TOKYO, July 7 (Reuters) The dollar hardly budged in quiet trading on Friday as traders counted down to vital U.S. jobs data due later in the session that could bolster the argument for more rate rises by the Federal Reserve.
The euro held on to gains made after the European Central Bank on Thursday signalled that it was prepared to step up the pace of interest rate rises, keeping the currency in sight of a one-month peak against the dollar and a record high versus the yen.
Currency moves were stymied as traders grew cautious ahead of U.S. nonfarm payrolls figures due at 1230 GMT.
Strong private sector jobs data earlier in the week had prompted some dollar buying as economists scrambled to revise up their forecasts for the upcoming payroll figures.
Economists expect the data to show 185,000 workers were added in June, up from expectations for around 155,000 before the private sector jobs data landed.
''The dollar has already been bought on expectations for a strong reading, so a figure over 200,000 will be needed to spur more gains,'' said Hideaki Furumaya, forex manager at Trust and Custody Services.
By 0240 GMT, the dollar was at 115.15 yen, barely moving from levels in late U.S. trade.
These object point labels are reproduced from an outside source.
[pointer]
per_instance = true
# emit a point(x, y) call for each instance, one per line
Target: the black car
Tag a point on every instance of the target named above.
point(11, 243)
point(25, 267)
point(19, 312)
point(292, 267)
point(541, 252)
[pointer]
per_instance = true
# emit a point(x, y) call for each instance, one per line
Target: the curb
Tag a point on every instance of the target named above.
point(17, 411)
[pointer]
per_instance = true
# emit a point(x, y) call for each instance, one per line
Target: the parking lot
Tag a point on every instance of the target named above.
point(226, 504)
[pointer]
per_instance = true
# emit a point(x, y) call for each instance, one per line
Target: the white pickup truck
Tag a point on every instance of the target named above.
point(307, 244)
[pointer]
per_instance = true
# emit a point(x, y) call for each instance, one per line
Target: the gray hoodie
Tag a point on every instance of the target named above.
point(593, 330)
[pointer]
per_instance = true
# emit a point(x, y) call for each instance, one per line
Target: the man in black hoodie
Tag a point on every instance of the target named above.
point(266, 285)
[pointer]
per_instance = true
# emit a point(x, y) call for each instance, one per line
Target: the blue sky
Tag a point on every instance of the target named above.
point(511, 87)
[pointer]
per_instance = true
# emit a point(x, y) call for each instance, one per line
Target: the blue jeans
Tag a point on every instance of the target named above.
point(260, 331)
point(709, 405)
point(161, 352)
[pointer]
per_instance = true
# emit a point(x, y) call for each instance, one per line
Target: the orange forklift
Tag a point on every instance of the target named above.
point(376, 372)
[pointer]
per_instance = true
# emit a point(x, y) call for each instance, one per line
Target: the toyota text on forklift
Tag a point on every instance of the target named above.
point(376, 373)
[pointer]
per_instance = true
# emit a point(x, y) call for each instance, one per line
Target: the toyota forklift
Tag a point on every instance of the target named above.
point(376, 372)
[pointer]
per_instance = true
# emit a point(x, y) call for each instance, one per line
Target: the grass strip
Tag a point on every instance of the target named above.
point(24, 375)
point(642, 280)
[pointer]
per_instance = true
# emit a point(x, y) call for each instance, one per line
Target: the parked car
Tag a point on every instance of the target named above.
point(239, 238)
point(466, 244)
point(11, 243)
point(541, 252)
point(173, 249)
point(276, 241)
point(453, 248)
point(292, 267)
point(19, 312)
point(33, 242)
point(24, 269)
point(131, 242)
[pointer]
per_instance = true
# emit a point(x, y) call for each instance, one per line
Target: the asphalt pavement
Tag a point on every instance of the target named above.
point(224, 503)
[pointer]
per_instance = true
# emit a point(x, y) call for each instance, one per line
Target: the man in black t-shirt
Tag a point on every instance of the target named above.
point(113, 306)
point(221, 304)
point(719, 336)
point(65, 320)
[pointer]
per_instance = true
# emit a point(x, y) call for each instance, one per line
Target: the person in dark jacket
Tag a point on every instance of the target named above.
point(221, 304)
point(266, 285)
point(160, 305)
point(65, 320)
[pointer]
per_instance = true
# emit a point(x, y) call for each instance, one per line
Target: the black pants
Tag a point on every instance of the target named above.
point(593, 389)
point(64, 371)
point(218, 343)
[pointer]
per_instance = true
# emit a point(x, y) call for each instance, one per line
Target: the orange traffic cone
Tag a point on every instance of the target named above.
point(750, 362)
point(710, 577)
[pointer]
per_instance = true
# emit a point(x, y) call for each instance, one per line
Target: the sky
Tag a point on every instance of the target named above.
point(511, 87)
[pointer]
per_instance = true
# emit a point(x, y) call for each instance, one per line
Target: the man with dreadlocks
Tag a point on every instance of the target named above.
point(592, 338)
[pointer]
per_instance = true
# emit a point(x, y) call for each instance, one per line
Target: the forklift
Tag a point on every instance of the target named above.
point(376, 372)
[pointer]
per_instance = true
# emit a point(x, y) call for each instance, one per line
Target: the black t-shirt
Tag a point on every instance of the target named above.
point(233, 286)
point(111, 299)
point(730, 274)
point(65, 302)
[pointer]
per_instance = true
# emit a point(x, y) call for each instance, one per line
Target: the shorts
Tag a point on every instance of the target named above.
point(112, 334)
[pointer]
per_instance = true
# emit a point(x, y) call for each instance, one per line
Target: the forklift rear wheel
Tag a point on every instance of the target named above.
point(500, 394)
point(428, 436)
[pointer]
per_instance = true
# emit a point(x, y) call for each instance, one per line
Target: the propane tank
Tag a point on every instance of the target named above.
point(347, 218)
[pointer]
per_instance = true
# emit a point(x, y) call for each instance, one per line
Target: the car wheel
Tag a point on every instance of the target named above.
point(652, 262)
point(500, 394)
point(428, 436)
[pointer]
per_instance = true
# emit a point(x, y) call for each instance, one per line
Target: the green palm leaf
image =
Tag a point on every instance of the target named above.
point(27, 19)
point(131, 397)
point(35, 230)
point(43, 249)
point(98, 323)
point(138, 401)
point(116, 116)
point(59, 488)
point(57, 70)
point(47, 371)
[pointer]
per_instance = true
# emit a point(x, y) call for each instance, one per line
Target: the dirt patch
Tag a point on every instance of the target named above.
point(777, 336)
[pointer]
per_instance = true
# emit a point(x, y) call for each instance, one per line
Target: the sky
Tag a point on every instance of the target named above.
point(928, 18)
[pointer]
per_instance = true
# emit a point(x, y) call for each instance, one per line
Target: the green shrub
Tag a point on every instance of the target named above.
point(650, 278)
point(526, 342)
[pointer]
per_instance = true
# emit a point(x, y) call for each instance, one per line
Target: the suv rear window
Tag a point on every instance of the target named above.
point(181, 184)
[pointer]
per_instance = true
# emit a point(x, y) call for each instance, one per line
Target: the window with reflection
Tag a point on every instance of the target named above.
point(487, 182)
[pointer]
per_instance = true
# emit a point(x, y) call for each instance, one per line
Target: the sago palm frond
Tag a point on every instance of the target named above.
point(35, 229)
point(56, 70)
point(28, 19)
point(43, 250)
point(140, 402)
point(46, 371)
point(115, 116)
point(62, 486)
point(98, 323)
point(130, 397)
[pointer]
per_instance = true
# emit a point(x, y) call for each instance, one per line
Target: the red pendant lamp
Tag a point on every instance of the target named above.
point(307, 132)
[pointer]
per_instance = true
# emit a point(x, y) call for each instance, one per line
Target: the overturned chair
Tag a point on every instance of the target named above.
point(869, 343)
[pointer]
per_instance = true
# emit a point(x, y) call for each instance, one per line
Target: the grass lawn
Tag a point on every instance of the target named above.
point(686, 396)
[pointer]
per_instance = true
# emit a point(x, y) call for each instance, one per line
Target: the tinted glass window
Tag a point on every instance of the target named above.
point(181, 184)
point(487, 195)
The euro was little changed at $1.2775 after climbing as high as $1.2784 on Thursday. It hit a one-month high of $1.2840 on trading platform EBS earlier in the week.
The euro was also nearly flat at 147.10 yen, not far from 147.42 yen, the record high hit on Thursday.
Strong U.S. employment data could boost speculation that the Fed will continue its two-year monetary tightening cycle and lift rates from 5.25 percent at its next meeting in August.
''At its last meeting, the Fed said that more rate rises would depend on economic data, so figures for jobs and consumer prices are a big focus,'' said Fumihiko Kawano, forex manager at Nomura Securities.
ECB SUPPORTS EURO After the ECB kept rates unchanged at 2.75 percent as expected on Thursday, President Jean-Claude Trichet pledged that the central bank ''will exercise strong vigilance'' against inflationary pressures, solidifying expectations it will raise rates in August.
Trichet also said that the central bank would break with tradition by holding its early August meeting in person, rather than via teleconference, suggesting that a rate rise at that meeting is possible.
The ECB holds two policy meetings next month.
Interest rates remain the main driver of currency moves, and analysts said that the euro would continue to be supported in the mid-term given expectations the ECB will lift rates at least twice before the end of the year.
Meanwhile, the Bank of Japan is widely expected to raise rates from zero -- which would be the first such rise in six years -- when it meets next week.
Anticipation for a rate rise has heightened since the central bank's quarterly tankan survey of corporate sentiment released at the start of the week showed that business conditions improved in the three months to June and were set to get better by September.
But one rate rise will do little to cut the rate advantage that currencies of other nations have over the yen, and some traders said that yen gains on a rate rise could be limited.